PetroReconcavo Distribui JCP e Revela Lucros Recomeçam a Crescer com Novas Ações

PetroReconcavo surpreende com JCP de R$ 100 milhões! 🚀 A gigante do setor anuncia resultados financeiros e renegocia contrato com Brava Energia. Saiba mais!

07/05/2026 19:58

2 min

PetroReconcavo Distribui JCP e Revela Lucros Recomeçam a Crescer com Novas Ações
(Imagem de reprodução da internet).

PetroReconcavo Distribui JCP e Apresenta Resultados Financeiros

A PetroReconcavo (RECV3) anunciou nesta quinta-feira, 7 de maio de 2026, uma distribuição de R$ 100 milhões em juros sobre capital próprio (JCP) para seus acionistas. A notícia veio acompanhada de um balanço que mostrava uma recuperação no lucro da empresa em relação ao último trimestre e uma queda nas receitas anuais.

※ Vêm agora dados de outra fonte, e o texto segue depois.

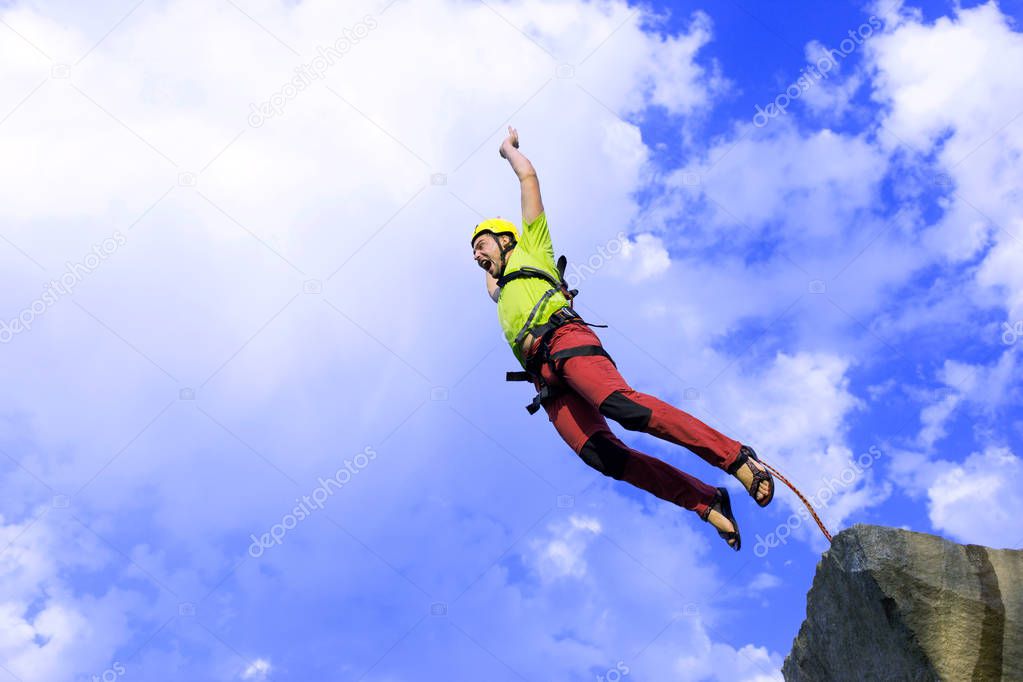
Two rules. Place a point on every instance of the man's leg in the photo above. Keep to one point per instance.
(597, 380)
(586, 432)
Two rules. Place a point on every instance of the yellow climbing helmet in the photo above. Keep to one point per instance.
(495, 226)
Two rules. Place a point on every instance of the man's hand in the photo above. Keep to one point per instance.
(510, 142)
(532, 206)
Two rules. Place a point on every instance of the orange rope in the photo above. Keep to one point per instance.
(800, 495)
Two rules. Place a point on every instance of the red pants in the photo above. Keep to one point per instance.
(589, 389)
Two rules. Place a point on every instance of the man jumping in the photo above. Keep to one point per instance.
(579, 383)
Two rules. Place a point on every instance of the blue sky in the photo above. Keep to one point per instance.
(266, 324)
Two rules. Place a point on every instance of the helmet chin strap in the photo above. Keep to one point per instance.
(504, 260)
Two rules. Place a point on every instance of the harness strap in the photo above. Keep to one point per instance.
(547, 392)
(580, 351)
(526, 272)
(532, 314)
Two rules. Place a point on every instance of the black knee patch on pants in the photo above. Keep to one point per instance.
(606, 456)
(628, 413)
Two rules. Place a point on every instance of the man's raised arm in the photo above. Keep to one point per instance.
(532, 206)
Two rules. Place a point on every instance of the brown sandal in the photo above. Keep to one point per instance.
(722, 505)
(759, 475)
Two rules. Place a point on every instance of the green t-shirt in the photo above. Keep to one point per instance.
(518, 297)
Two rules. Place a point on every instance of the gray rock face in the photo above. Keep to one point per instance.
(892, 604)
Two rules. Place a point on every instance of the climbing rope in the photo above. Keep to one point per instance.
(800, 495)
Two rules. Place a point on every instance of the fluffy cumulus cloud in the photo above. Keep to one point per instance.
(207, 213)
(224, 228)
(994, 474)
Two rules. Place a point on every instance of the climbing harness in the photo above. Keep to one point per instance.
(543, 332)
(800, 496)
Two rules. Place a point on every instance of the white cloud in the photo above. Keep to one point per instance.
(202, 296)
(258, 670)
(979, 501)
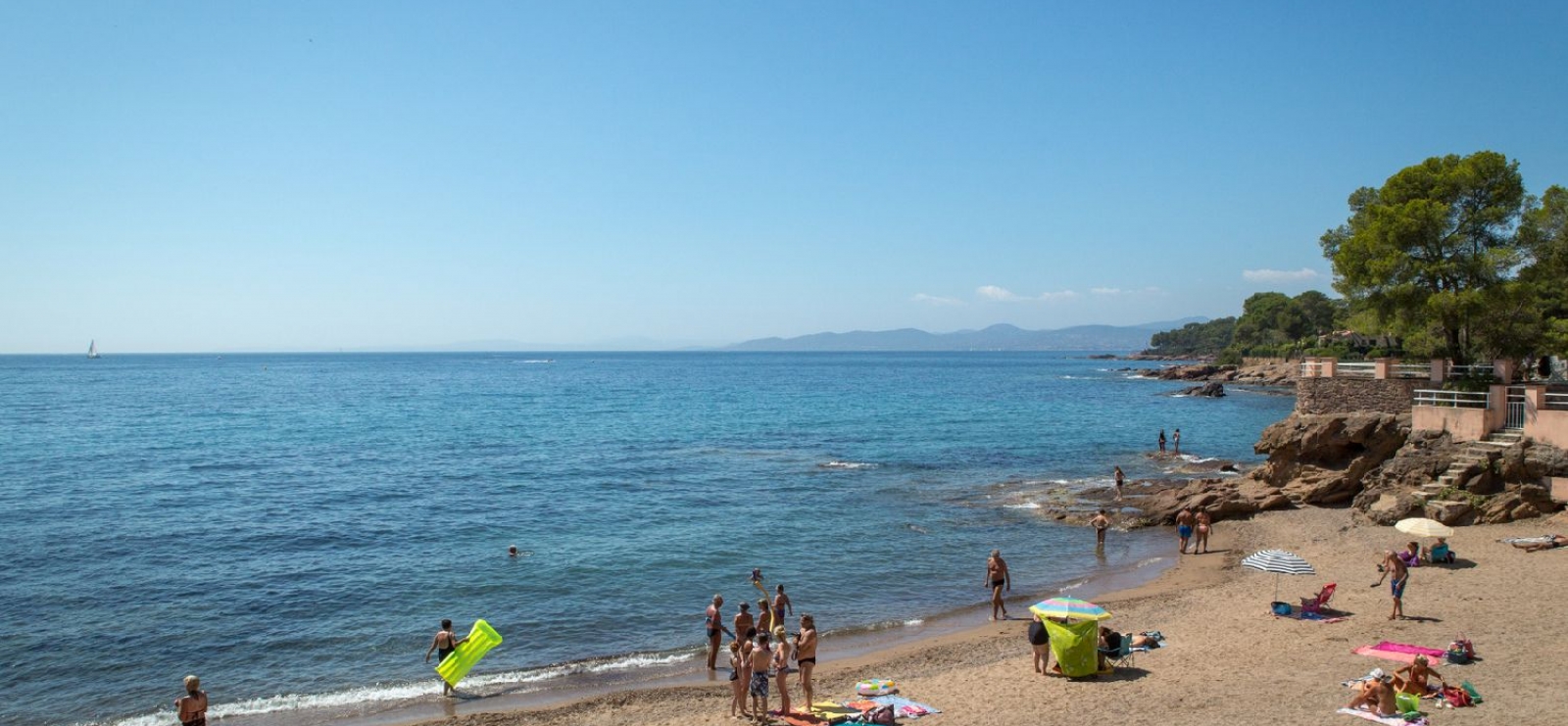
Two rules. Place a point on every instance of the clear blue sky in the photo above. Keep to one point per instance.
(316, 176)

O pagamento de R$ 0,341252 por ação ordinária será destinado aos investidores que possuíam ações em 18 de maio de 2026.

A partir de 19 de maio, os papéis da PetroReconcavo passarão a ser negociados “ex-proventos”, o que significa que o valor dos juros distribuídos será considerado na cotação das ações. Os investidores terão a opção de comprar as ações antes do prazo para receber o JCP ou aguardar o ajuste na cotação e adquirir os papéis sem direito ao pagamento.

A data de pagamento do JCP é 28 de maio.

Os valores referentes aos JCP serão imputados aos dividendos mínimos obrigatórios do exercício de 2026. A empresa registrou um lucro líquido de R$ 124 milhões no primeiro trimestre de 2026, um aumento significativo em relação ao quarto trimestre de 2025.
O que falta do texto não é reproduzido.